NCLEX-RN
NCLEX RN Actual Exam Test Bank
1. Rales and rhonchi are frequently noted during an examination of lung sounds. What is the difference between the two?
- A. Rales are louder.
- B. Rhonchi are noted only in infants.
- C. Rales occur on inspiration, rhonchi on expiration.
- D. Rales are noted only in infants.
Correct answer: C
Rationale: The correct answer is that rales occur on inspiration, while rhonchi occur on expiration. Rales are typically heard during inhalation when there is fluid in the alveoli or air passages. Rhonchi, on the other hand, are caused by air passing through obstructed airways during exhalation due to secretions in the respiratory tract. Choice A is incorrect because the loudness of the sounds is not the primary distinguishing factor between rales and rhonchi. Choice B is incorrect as rhonchi can be heard in individuals beyond infancy. Choice D is incorrect as rales can be present in patients of various age groups, not just infants.
2. When measuring the vital signs of a 6-month-old infant, which action by the nurse is correct?
- A. Respirations are measured first, followed by pulse and temperature.
- B. Vital signs should be measured as frequently as in an adult.
- C. Procedures are explained to the parent, and the infant is encouraged to handle the equipment.
- D. The nurse should first measure the infant's vital signs before performing a physical examination.
Correct answer: A
Rationale: When assessing vital signs in a 6-month-old infant, the correct order is to measure respirations first, followed by pulse and temperature. This sequence is important to avoid potential alterations in respiratory and pulse rates caused by factors like crying or discomfort. Measuring the temperature first, especially rectally, may lead to an increase in respiratory and pulse rates, which can skew the results. It is crucial to follow this specific order to obtain accurate baseline values. Therefore, option A is the correct choice. Option B is incorrect as the frequency of measuring vital signs in infants differs based on individual needs rather than being consistently more frequent than in adults. Option C is not directly related to the correct sequence for measuring vital signs in infants. Option D is incorrect because the physical examination typically follows the assessment of vital signs in clinical practice.
3. A small fire has erupted in a wastebasket in the client waiting room. Which of the following is the first action of the nurse?
- A. Call 9-1-1
- B. Find the fire extinguisher
- C. Move clients to safety
- D. Throw water on the fire
Correct answer: C
Rationale: When a fire starts in a healthcare setting, the first action of the nurse is to move clients and anyone who may be in danger to a safe location. Ensuring the safety of clients is the top priority during emergencies. While using a fire extinguisher could be a subsequent step to contain the fire, the immediate focus should be on evacuating individuals from harm's way. Calling 9-1-1 is important, but moving clients to safety should be the nurse's initial response. Throwing water on the fire may not be effective or safe, as it can exacerbate some types of fires.

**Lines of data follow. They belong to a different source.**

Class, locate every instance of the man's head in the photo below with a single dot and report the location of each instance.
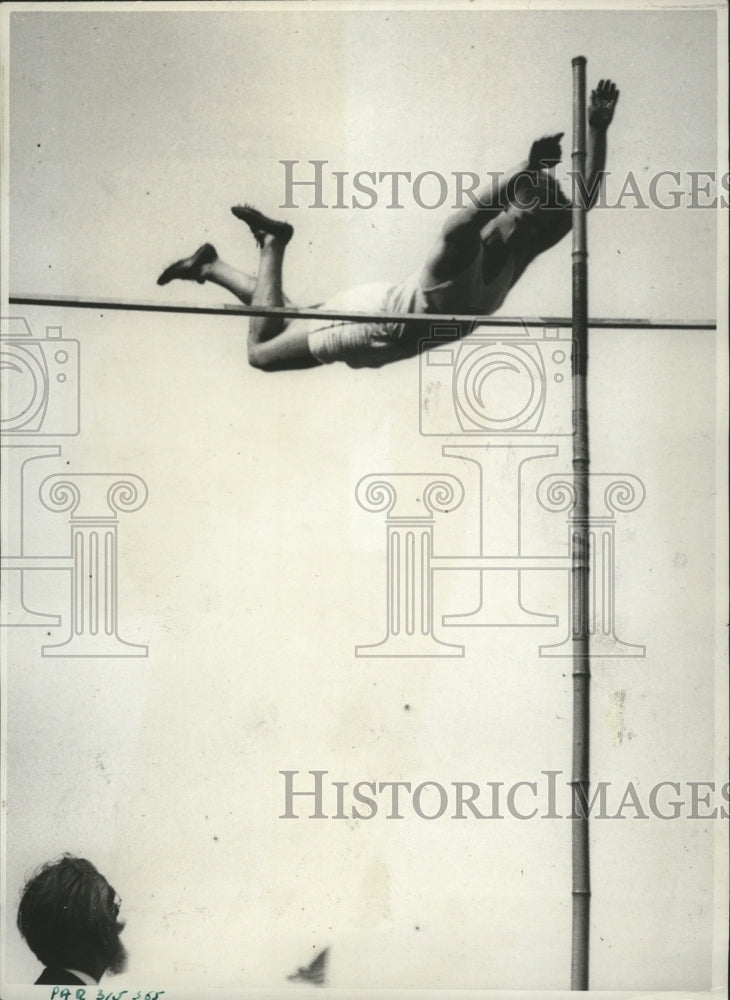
(68, 915)
(533, 196)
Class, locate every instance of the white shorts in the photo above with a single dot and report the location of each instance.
(369, 344)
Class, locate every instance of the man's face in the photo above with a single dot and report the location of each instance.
(116, 954)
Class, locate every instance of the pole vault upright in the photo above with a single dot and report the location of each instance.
(580, 546)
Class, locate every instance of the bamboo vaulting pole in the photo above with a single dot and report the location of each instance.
(580, 550)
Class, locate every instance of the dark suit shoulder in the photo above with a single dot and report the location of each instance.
(58, 977)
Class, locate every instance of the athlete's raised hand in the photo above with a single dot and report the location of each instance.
(603, 104)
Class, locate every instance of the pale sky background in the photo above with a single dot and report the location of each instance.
(252, 573)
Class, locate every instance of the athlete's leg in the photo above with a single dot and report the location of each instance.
(205, 265)
(274, 342)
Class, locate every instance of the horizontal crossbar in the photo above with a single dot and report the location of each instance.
(74, 302)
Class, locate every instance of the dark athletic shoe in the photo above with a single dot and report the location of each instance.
(189, 267)
(260, 225)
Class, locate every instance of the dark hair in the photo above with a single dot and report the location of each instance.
(68, 914)
(536, 190)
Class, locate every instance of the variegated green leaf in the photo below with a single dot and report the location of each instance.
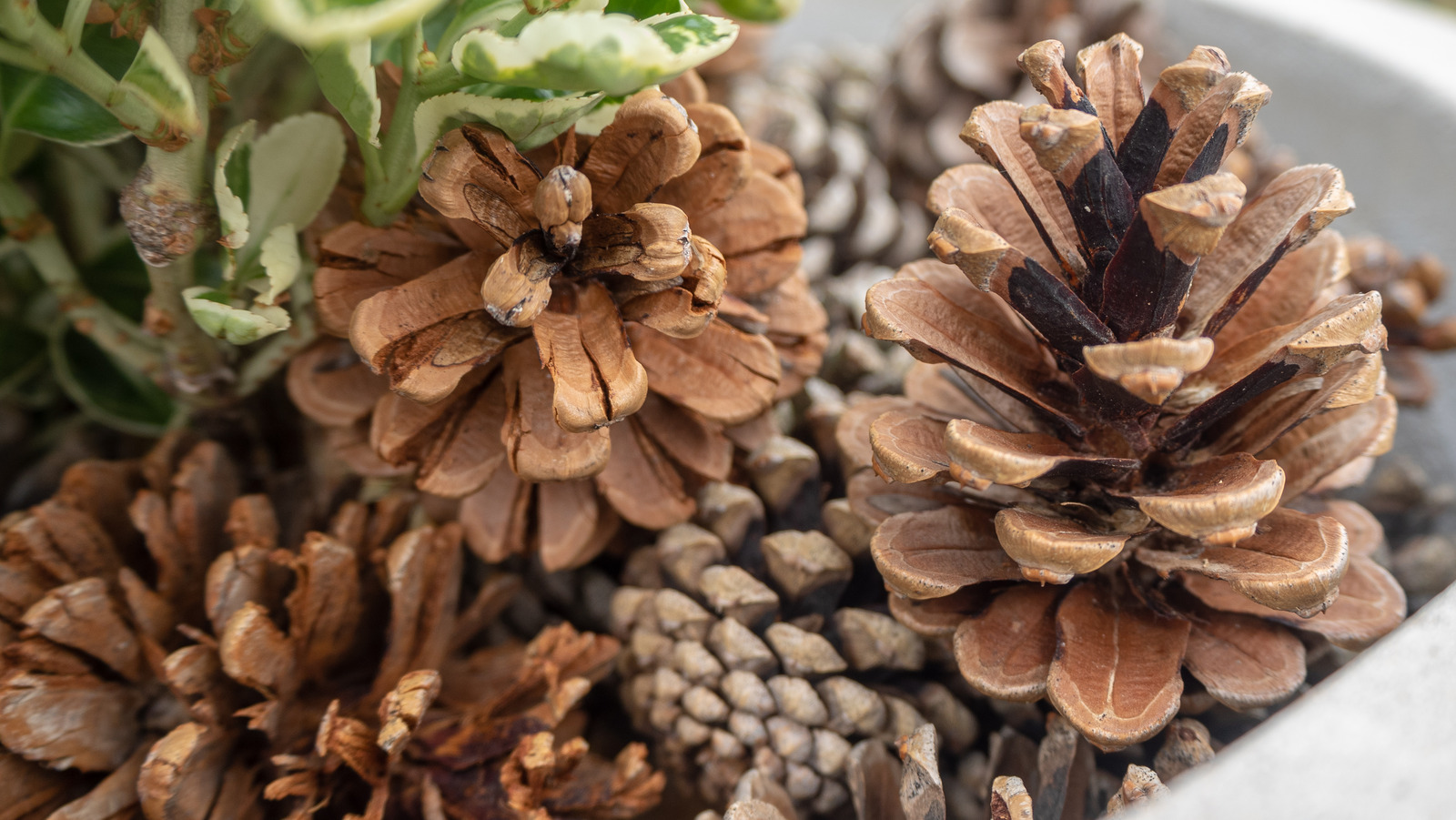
(601, 116)
(237, 325)
(157, 77)
(347, 79)
(280, 259)
(592, 51)
(529, 123)
(230, 211)
(477, 15)
(315, 24)
(291, 171)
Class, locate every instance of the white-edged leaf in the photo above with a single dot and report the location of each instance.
(281, 262)
(319, 22)
(601, 116)
(592, 51)
(157, 76)
(291, 171)
(477, 15)
(347, 79)
(529, 123)
(237, 325)
(232, 215)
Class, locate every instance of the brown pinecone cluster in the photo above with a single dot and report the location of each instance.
(1409, 288)
(883, 788)
(957, 55)
(1135, 378)
(568, 337)
(150, 669)
(744, 655)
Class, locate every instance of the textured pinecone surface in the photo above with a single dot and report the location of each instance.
(1133, 373)
(565, 349)
(749, 660)
(150, 667)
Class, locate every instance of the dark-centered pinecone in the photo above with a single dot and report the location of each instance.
(146, 669)
(1138, 375)
(752, 657)
(567, 349)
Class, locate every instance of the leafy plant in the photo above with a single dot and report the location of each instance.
(215, 201)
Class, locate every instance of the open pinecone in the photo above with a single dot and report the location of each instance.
(746, 657)
(1139, 376)
(568, 347)
(1409, 288)
(957, 55)
(149, 669)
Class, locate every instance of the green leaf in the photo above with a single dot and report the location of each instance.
(22, 356)
(157, 77)
(118, 277)
(761, 11)
(347, 79)
(477, 15)
(592, 51)
(237, 325)
(529, 123)
(53, 108)
(291, 172)
(315, 24)
(642, 9)
(601, 116)
(281, 262)
(230, 213)
(104, 390)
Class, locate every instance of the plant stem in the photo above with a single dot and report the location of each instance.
(121, 339)
(388, 193)
(174, 182)
(51, 53)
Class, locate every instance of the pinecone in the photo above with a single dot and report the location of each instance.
(957, 55)
(1101, 478)
(1409, 288)
(881, 788)
(743, 654)
(638, 299)
(815, 106)
(146, 667)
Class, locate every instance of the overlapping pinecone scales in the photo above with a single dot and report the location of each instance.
(957, 55)
(150, 670)
(815, 106)
(1130, 375)
(744, 659)
(1409, 289)
(883, 788)
(567, 349)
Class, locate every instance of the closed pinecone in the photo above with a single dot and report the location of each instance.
(747, 659)
(564, 349)
(883, 788)
(815, 106)
(1409, 289)
(957, 55)
(1104, 463)
(146, 669)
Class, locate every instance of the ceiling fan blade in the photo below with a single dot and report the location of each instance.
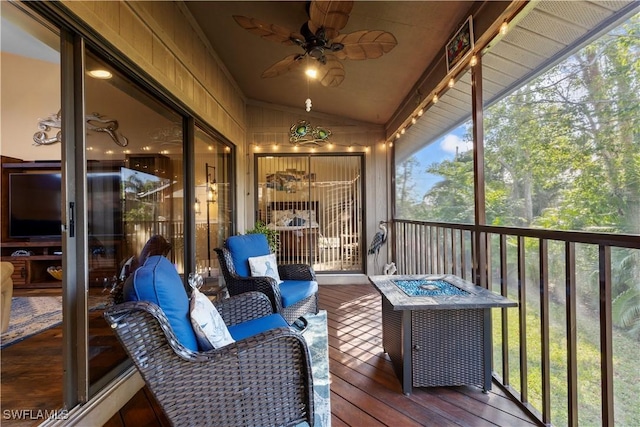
(331, 73)
(283, 66)
(332, 15)
(365, 44)
(267, 31)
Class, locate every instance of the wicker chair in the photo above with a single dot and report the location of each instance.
(237, 284)
(263, 380)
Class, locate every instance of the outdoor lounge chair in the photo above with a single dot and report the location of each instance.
(295, 296)
(260, 380)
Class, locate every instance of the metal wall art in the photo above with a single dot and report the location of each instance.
(303, 133)
(95, 122)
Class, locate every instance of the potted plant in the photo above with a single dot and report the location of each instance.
(273, 237)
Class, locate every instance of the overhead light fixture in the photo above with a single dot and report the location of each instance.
(100, 74)
(303, 133)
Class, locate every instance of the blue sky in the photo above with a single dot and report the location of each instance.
(443, 148)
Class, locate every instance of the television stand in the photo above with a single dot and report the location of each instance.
(30, 271)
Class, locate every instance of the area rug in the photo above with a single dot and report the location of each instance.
(317, 340)
(31, 315)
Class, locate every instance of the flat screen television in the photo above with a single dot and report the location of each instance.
(35, 203)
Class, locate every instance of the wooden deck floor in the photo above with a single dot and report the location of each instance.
(364, 388)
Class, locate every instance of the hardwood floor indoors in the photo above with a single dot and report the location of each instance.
(364, 388)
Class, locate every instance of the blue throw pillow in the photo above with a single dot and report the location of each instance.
(157, 281)
(243, 247)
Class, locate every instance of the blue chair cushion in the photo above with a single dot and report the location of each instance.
(255, 326)
(157, 281)
(293, 291)
(243, 247)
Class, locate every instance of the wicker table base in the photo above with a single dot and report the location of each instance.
(438, 341)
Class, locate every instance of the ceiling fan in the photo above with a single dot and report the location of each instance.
(320, 39)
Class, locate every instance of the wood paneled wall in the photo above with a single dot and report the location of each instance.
(161, 37)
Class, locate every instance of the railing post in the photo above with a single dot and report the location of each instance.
(606, 329)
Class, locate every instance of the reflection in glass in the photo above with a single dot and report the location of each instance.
(32, 361)
(213, 202)
(134, 191)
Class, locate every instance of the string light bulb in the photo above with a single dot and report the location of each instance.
(504, 27)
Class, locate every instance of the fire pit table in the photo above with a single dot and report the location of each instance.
(437, 329)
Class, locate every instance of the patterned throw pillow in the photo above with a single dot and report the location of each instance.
(211, 331)
(264, 266)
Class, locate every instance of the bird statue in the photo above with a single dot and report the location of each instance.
(379, 239)
(389, 269)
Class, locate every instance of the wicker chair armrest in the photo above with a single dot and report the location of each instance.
(296, 272)
(244, 307)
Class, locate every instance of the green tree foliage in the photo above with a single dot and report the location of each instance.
(561, 152)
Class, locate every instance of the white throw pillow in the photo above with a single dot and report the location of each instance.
(207, 323)
(264, 265)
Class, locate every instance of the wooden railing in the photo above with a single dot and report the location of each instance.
(499, 258)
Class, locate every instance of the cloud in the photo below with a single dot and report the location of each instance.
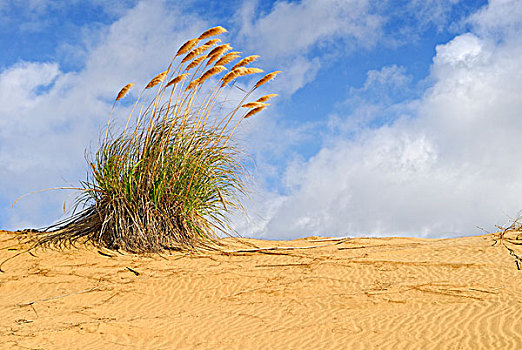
(452, 166)
(48, 117)
(288, 34)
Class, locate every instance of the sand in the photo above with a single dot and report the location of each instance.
(364, 293)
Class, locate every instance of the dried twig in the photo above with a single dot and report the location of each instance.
(262, 250)
(58, 297)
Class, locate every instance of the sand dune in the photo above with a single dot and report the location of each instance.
(387, 293)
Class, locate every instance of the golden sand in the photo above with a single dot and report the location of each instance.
(386, 293)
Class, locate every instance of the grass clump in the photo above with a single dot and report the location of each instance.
(169, 178)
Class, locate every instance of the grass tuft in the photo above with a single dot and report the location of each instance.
(170, 178)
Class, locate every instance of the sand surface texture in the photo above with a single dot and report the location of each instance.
(386, 293)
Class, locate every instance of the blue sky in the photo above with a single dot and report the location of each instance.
(393, 117)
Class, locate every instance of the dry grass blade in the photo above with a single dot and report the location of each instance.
(212, 32)
(246, 61)
(229, 57)
(254, 111)
(170, 181)
(239, 72)
(124, 91)
(193, 84)
(196, 62)
(255, 104)
(266, 97)
(177, 79)
(266, 78)
(186, 47)
(157, 79)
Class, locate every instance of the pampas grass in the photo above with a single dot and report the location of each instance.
(169, 180)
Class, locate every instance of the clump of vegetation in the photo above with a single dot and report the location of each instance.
(169, 178)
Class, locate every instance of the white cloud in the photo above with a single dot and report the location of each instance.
(454, 166)
(48, 117)
(290, 31)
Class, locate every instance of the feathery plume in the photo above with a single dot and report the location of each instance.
(212, 32)
(266, 97)
(255, 104)
(229, 57)
(187, 46)
(266, 78)
(196, 62)
(215, 53)
(124, 91)
(254, 111)
(238, 72)
(176, 79)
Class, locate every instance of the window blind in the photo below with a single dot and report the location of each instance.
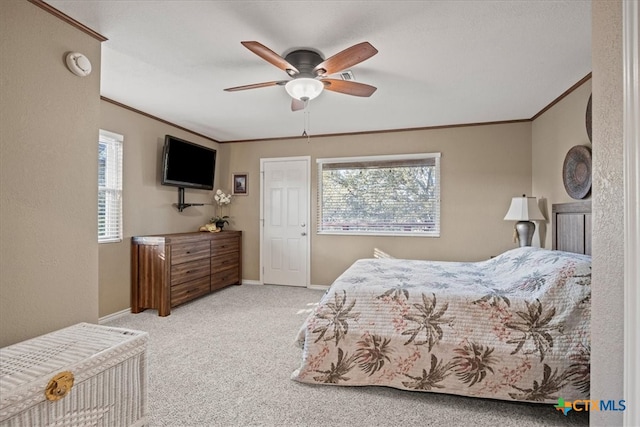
(109, 187)
(381, 195)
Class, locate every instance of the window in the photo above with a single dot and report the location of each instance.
(380, 195)
(109, 187)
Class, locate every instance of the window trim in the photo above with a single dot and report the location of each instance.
(115, 140)
(377, 158)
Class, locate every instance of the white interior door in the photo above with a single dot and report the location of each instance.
(285, 221)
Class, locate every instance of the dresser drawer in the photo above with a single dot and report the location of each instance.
(225, 245)
(224, 278)
(224, 262)
(189, 270)
(187, 291)
(189, 252)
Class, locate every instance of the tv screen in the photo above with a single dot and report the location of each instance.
(185, 164)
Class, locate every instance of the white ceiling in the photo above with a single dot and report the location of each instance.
(439, 62)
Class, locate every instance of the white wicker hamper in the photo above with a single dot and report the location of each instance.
(109, 366)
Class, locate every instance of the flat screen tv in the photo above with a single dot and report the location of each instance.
(187, 165)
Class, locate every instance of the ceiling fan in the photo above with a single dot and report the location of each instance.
(310, 71)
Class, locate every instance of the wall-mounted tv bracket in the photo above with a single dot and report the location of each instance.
(181, 204)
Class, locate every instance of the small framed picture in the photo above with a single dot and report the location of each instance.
(239, 184)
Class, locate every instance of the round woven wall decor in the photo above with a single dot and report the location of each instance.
(576, 172)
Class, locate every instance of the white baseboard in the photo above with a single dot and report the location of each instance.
(113, 316)
(259, 283)
(318, 287)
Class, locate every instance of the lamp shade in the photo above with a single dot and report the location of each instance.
(524, 209)
(304, 88)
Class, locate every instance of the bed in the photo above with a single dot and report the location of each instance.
(513, 327)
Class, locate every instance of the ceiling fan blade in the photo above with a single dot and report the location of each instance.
(256, 85)
(297, 105)
(345, 59)
(349, 88)
(270, 56)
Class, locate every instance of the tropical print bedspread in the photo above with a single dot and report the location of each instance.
(515, 327)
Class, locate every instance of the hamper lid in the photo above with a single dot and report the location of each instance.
(26, 367)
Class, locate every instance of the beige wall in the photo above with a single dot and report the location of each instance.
(553, 134)
(49, 122)
(479, 174)
(147, 205)
(607, 321)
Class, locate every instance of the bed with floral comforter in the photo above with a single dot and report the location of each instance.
(515, 327)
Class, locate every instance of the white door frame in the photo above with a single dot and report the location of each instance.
(308, 219)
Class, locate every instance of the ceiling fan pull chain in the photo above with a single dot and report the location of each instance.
(306, 120)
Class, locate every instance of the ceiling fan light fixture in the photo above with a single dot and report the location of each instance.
(304, 88)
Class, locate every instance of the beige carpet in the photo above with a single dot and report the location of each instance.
(226, 360)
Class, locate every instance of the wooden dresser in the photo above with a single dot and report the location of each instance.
(171, 269)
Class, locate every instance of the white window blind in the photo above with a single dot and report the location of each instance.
(109, 187)
(380, 195)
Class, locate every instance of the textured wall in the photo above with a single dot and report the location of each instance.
(48, 175)
(553, 134)
(607, 322)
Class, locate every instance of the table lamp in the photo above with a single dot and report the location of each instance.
(524, 209)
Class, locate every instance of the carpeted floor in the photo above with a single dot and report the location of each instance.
(226, 360)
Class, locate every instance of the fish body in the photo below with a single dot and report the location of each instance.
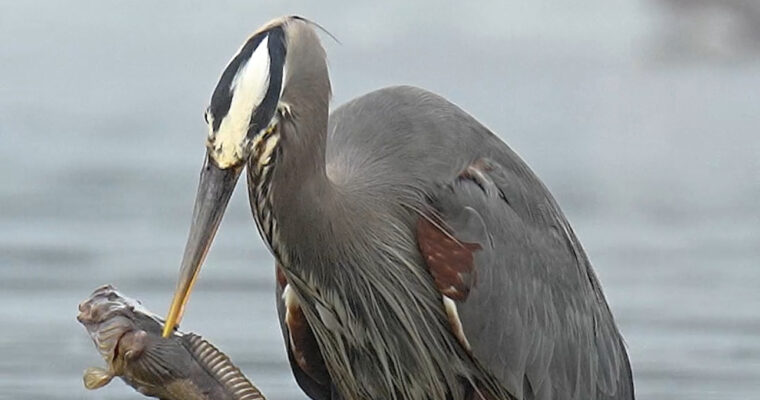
(182, 366)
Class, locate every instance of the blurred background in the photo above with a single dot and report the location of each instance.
(641, 116)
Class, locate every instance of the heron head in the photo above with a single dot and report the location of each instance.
(243, 107)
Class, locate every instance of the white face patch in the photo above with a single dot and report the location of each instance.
(249, 86)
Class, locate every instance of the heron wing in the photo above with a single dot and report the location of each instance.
(310, 372)
(529, 304)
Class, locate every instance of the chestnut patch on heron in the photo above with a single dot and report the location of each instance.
(450, 261)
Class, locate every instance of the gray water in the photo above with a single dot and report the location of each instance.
(642, 120)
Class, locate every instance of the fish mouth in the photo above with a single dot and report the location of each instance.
(107, 316)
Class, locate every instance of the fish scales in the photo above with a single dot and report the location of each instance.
(183, 366)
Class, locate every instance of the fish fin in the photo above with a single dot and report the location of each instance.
(156, 359)
(95, 378)
(218, 365)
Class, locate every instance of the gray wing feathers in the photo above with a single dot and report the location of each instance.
(532, 317)
(536, 317)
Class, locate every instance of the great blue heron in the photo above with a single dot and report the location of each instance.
(417, 256)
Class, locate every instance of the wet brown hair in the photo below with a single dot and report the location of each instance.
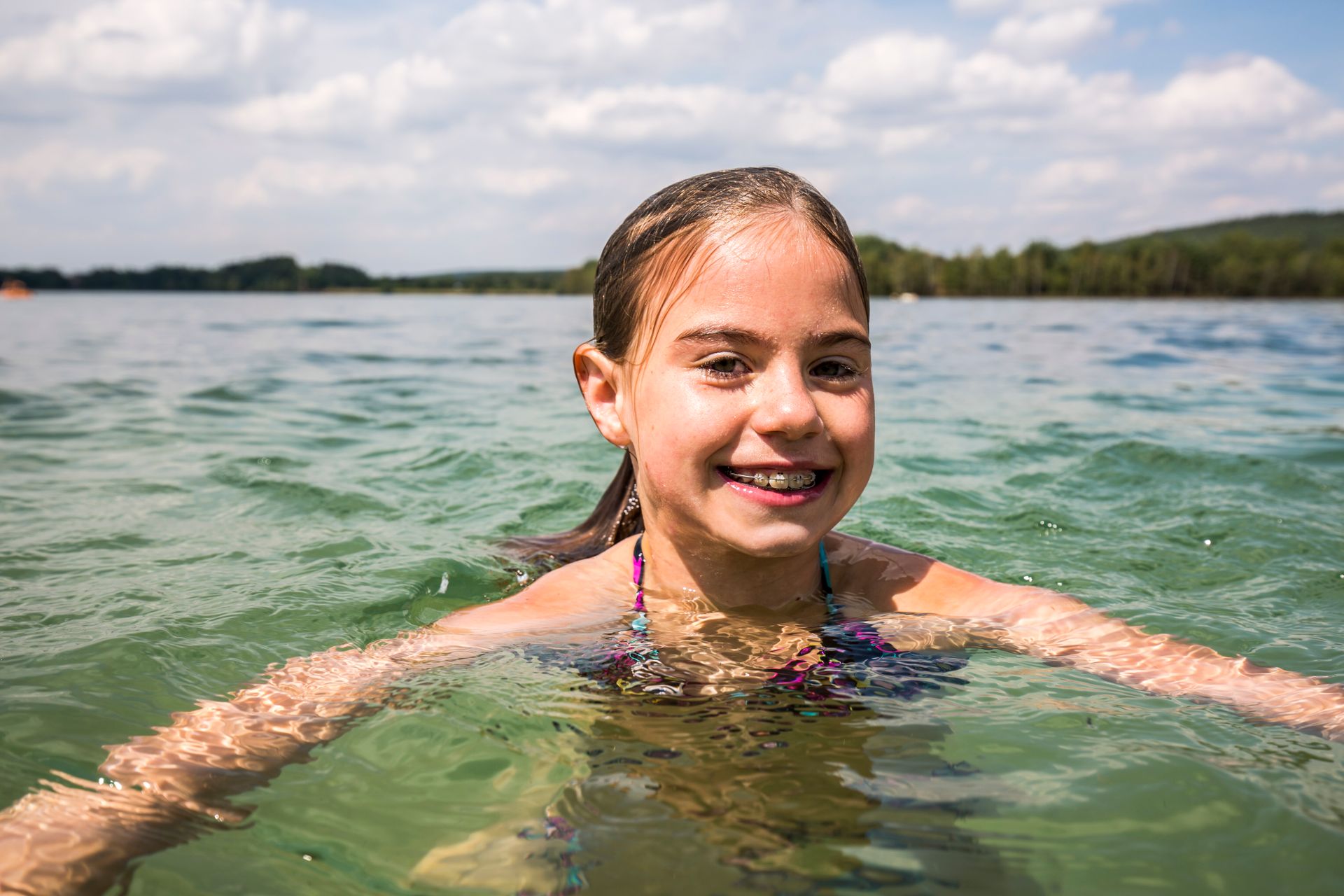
(654, 245)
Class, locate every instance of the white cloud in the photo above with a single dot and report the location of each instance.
(988, 7)
(640, 113)
(132, 48)
(1069, 176)
(909, 206)
(419, 89)
(519, 182)
(891, 67)
(521, 39)
(802, 122)
(276, 181)
(1280, 162)
(1054, 34)
(1182, 166)
(993, 81)
(1237, 94)
(61, 163)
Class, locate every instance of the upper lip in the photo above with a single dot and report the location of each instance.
(778, 465)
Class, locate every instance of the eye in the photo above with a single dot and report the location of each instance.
(724, 367)
(834, 368)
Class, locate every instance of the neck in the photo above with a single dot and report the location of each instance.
(727, 578)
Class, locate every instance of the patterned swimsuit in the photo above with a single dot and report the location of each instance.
(853, 660)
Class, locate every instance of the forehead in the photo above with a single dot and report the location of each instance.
(773, 274)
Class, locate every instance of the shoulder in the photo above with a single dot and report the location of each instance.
(891, 580)
(580, 593)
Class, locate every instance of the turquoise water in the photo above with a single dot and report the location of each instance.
(195, 486)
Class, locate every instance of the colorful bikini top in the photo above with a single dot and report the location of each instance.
(843, 643)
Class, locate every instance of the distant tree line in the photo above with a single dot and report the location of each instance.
(284, 274)
(1214, 260)
(1234, 264)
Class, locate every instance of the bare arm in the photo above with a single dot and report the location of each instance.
(168, 788)
(1066, 630)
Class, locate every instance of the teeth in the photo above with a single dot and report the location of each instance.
(778, 481)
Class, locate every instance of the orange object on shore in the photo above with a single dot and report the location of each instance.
(15, 289)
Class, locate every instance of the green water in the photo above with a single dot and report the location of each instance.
(195, 486)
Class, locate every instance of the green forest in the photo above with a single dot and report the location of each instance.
(1272, 255)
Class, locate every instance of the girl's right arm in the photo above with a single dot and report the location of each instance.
(168, 788)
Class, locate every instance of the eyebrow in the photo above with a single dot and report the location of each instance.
(714, 333)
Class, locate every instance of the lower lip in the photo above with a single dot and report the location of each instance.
(778, 498)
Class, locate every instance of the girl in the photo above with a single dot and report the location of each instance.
(732, 362)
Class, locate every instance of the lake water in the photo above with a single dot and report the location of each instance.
(194, 486)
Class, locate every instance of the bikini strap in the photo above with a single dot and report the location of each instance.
(638, 574)
(825, 580)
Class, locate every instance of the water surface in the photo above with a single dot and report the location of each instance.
(195, 486)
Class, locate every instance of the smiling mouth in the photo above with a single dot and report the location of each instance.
(774, 480)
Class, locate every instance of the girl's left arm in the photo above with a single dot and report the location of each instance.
(1062, 629)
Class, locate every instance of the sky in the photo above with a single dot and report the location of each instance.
(414, 137)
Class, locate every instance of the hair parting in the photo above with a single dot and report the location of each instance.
(648, 253)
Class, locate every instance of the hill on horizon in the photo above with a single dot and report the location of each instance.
(1313, 229)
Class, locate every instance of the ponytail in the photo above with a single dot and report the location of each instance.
(616, 516)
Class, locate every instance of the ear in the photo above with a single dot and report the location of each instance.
(603, 383)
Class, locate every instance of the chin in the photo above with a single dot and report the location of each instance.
(774, 540)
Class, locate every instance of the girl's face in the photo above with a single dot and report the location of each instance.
(758, 367)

4. When printing out an EKG, a nurse notices that the QRS complexes are extremely small. What should be the next step?
- A. Alert the physician immediately as this is a sign of impending cardiac arrest.
- B. Check to see that all leads are attached and rerun the EKG.
- C. Increase the sensitivity control to 20 mm deflection.
- D. Decrease the run speed to 50.
Correct answer: C
Rationale: Increasing the sensitivity control to 20 mm deflection will double the sensitivity, allowing for better observation of the small QRS complexes. This step is crucial in obtaining a clearer EKG reading. Choice A is incorrect because small QRS complexes do not necessarily indicate impending cardiac arrest; it's more likely a technical issue. Choice B is not the first step to take when small QRS complexes are observed; it's important to adjust the settings first. Choice D is incorrect because decreasing the run speed to 50 is not the appropriate action for this situation; adjusting the sensitivity control is more relevant to improve the visualization of the complexes.
5. A client has applied a cold pack to their arm to help decrease swelling and inflammation after an injury. Which of the following signs indicates that the cold pack should be removed?
- A. The skin on the arm appears mottled
- B. The cold pack has been in place for 10 minutes
- C. The client complains of feeling nauseated
- D. The capillary refill in the area distal to the arm is 2 seconds
Correct answer: A
Rationale: When using a cold pack for therapeutic purposes, it is essential to monitor the site to prevent tissue damage. Prolonged use of cold therapy can lead to pale, mottled skin with a bluish appearance. This change in skin color indicates poor circulation, and the cold pack should be removed immediately to prevent tissue injury. Choices B, C, and D are incorrect because the duration of cold pack application, client complaints of nausea, and capillary refill time do not specifically indicate the need for the cold pack to be removed due to potential tissue damage.